La restaurazione del Santuario
Se era facile constatare l’assoluta necessità di dare un assetto di assoluta stabilità e decoro al Santuario, soddisfacendo altresì all’esigenza del culto che avrebbe preso maggiore intensità per l’aumentato numero dei Religiosi, non era altrettanto facile trovarne la soluzione, che conservando l’integrità del Santuario lo rendesse degno di tal nome.
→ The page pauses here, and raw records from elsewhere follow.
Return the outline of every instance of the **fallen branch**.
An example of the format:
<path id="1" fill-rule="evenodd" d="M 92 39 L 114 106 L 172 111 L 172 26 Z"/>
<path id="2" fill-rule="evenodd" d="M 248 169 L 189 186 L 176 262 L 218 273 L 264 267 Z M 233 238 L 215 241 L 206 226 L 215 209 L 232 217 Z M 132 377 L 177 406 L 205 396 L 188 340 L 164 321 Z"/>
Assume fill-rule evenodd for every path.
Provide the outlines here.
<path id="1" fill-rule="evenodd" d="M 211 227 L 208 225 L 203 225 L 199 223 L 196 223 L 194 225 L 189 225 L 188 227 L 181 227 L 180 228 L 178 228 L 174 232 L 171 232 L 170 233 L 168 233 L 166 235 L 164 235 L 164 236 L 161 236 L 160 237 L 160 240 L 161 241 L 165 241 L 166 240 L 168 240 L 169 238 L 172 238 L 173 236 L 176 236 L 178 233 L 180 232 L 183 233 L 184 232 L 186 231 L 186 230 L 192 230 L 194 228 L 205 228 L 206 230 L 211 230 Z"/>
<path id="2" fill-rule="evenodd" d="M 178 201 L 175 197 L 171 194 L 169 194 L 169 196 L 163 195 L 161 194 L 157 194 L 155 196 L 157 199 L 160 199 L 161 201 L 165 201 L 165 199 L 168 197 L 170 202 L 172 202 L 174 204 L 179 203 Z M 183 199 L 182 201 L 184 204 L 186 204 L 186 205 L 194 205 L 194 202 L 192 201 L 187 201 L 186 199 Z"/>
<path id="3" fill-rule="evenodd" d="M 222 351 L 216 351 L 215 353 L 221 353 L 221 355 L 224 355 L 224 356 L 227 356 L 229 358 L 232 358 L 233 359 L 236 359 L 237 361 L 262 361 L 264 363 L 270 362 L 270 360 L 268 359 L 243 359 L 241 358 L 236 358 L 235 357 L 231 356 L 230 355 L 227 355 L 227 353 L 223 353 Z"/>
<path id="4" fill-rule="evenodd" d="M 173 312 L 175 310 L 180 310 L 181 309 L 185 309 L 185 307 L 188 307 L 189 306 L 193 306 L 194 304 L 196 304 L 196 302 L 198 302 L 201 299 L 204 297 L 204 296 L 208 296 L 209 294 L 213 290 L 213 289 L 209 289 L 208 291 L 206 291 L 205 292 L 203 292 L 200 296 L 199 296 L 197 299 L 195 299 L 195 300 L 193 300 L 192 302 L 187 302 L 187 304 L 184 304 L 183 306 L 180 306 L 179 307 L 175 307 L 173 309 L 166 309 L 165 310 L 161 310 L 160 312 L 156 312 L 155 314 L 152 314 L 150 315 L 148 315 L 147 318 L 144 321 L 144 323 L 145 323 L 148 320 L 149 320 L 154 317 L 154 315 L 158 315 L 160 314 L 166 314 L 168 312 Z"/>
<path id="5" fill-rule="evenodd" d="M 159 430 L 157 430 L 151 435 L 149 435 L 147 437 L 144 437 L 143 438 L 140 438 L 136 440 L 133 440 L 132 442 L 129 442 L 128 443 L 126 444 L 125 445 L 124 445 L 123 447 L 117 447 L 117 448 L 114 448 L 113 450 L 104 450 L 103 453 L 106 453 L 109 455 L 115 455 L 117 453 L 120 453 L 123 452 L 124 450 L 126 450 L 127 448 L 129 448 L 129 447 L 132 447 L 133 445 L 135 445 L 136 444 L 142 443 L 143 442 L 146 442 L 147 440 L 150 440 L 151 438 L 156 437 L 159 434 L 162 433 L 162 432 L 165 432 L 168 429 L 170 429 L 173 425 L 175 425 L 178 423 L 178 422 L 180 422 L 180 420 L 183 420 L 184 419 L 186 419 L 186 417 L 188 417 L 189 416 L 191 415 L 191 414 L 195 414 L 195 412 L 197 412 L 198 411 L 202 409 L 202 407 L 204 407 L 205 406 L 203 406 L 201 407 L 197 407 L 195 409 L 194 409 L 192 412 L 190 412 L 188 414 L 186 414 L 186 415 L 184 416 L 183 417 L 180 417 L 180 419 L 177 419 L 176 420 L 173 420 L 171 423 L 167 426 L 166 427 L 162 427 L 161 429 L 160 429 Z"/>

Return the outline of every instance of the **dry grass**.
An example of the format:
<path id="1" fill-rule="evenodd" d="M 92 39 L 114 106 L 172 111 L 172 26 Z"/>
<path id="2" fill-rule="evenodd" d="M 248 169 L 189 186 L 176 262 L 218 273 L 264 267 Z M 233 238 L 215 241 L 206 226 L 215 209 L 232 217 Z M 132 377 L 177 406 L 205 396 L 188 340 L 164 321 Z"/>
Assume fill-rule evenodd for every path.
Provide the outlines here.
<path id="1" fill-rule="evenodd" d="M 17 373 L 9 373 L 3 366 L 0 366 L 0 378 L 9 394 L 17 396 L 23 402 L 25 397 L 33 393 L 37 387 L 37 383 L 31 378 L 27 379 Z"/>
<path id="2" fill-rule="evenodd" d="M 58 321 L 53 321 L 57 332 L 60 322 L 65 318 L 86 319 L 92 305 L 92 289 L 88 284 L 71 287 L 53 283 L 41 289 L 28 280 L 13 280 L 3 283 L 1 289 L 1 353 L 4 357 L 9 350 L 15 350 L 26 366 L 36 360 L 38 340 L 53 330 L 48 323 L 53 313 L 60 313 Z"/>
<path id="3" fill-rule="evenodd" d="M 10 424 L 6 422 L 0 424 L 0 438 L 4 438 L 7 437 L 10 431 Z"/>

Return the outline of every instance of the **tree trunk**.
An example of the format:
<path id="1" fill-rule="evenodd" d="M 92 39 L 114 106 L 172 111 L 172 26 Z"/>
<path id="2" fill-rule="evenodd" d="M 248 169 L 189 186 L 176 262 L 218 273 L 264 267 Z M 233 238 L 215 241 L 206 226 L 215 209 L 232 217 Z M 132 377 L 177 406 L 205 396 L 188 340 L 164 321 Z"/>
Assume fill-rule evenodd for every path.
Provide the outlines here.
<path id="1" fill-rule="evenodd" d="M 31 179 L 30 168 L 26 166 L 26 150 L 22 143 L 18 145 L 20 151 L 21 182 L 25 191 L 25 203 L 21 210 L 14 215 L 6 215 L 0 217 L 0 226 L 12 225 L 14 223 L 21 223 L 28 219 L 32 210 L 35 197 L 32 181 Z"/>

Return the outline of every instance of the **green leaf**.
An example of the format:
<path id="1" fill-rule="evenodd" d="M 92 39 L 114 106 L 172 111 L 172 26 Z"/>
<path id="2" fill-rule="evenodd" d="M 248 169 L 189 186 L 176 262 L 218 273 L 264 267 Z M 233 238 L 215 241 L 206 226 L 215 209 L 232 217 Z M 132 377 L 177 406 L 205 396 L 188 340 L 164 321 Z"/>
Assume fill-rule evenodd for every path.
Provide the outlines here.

Quello che accade ovunque si verifica, specialmente nel Paese di Gesù, ove ognuno e persino qualsiasi nuovo arrivato, si erige ad archeologo ed architetto o quanto meno si abbandona a critiche che bene spesso hanno per fondamento la propria incompetenza, o il paragone di un confuso ricordo di qualche costruzione del paese da cui viene (la frase si riferisce alle polemiche dell’epoca tra la Custodia e alcune congregazioni francesi, ndr).
A questa difficoltà si aggiungeva la modestia dei mezzi disponibili giacché col restauro del Santuario era annesso l’altro delle circostanti rovine e specialmente quello della cosidetta Casa d’Erode la quale con notevoli elementi ricordava un’epoca gloriosa di memorie storiche e care.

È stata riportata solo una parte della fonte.